Project

General

Profile

Feature #38951

implement buffered unlink in libcephfs

Added by Jeff Layton 3 months ago. Updated about 1 month ago.

Status:
New
Priority:
Normal
Assignee:
Category:
Performance/Resource Usage
Target version:
Start date:
Due date:
% Done:

0%

Source:
Development
Tags:
Backport:
Reviewed:
Affected Versions:
Component(FS):
libcephfs
Labels (FS):
Pull request ID:

Description

We have an open project to teach the client how to buffer creates when it has the right caps (Fx), and a delegated set of inode ranges. That's a fairly large project though, so first we should have the client buffer unlinks. That doesn't require dealing with a delegated set of inode ranges, and is simpler to implement.


Related issues

Related to fs - Feature #24461: cephfs: improve file create performance buffering file create operations New 06/08/2018
Related to fs - Feature #39098: mds: allow handing out Lx caps New
Related to fs - Feature #39354: mds: derive wrlock from excl caps In Progress 04/17/2019
Related to fs - Feature #39129: create mechanism to delegate ranges of inode numbers to client New

History

#1 Updated by Jeff Layton 3 months ago

I'm taking the approach that if we have to contact the server at all, then we probably should just send a synchronous delete. Most of the info we need to do a buffered unlink is in the Dentry object already. I'm thinking that we may want to just convert those to negative dentries that are flagged as "buffered". Then, Client::unlink can just queue them up asynchronously.

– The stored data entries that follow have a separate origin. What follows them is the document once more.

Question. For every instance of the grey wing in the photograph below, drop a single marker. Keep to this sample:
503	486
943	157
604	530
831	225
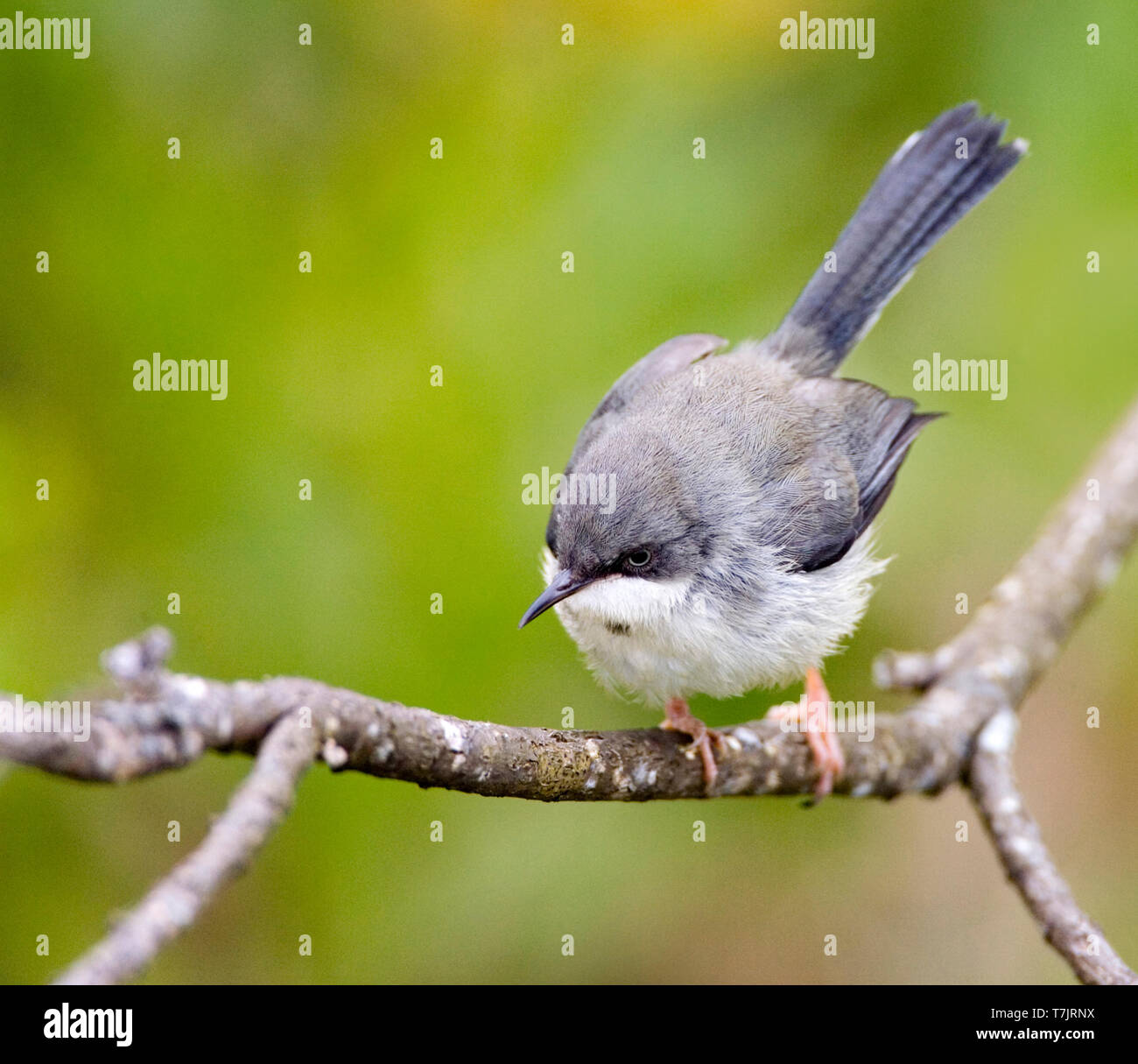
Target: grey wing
670	357
861	437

We may also need some mechanism to wait for all buffered unlinks in a directory to complete to handle fsync on a dir. We'll also need to think about how to handle recursive unlinks. I may punt on that initially and just plan to flush out any buffered unlinks when rmdir is called as well.

#2 Updated by Patrick Donnelly 3 months ago

  • Target version set to v15.0.0
  • Start date deleted (03/27/2019)
  • Source set to Development

Jeff, please link the various tracker tickets you create to sub-task the project with "related issues" so they don't get lost.

#3 Updated by Jeff Layton 3 months ago

  • Related to Feature #24461: cephfs: improve file create performance buffering file create operations added

#4 Updated by Jeff Layton 3 months ago

Today, we have no support for asynchronous MDS requests. make_request always blocks on the request. So the first step is to refactor out parts of make_request such that we can issue MetaRequests asynchronously. make_request can then call the new helpers and do a simple blocking wait on the result, and async callers can set it up to do something different when the reply comes in.

The typical pattern seems to be to use the Context subsystem for this sort of thing? In C I'd convert the condition variable to a function pointer and opaque argument, but there is probably some better way to do it in C++. The Context class looks like the right thing to use, but I haven't quite determined how best to use it.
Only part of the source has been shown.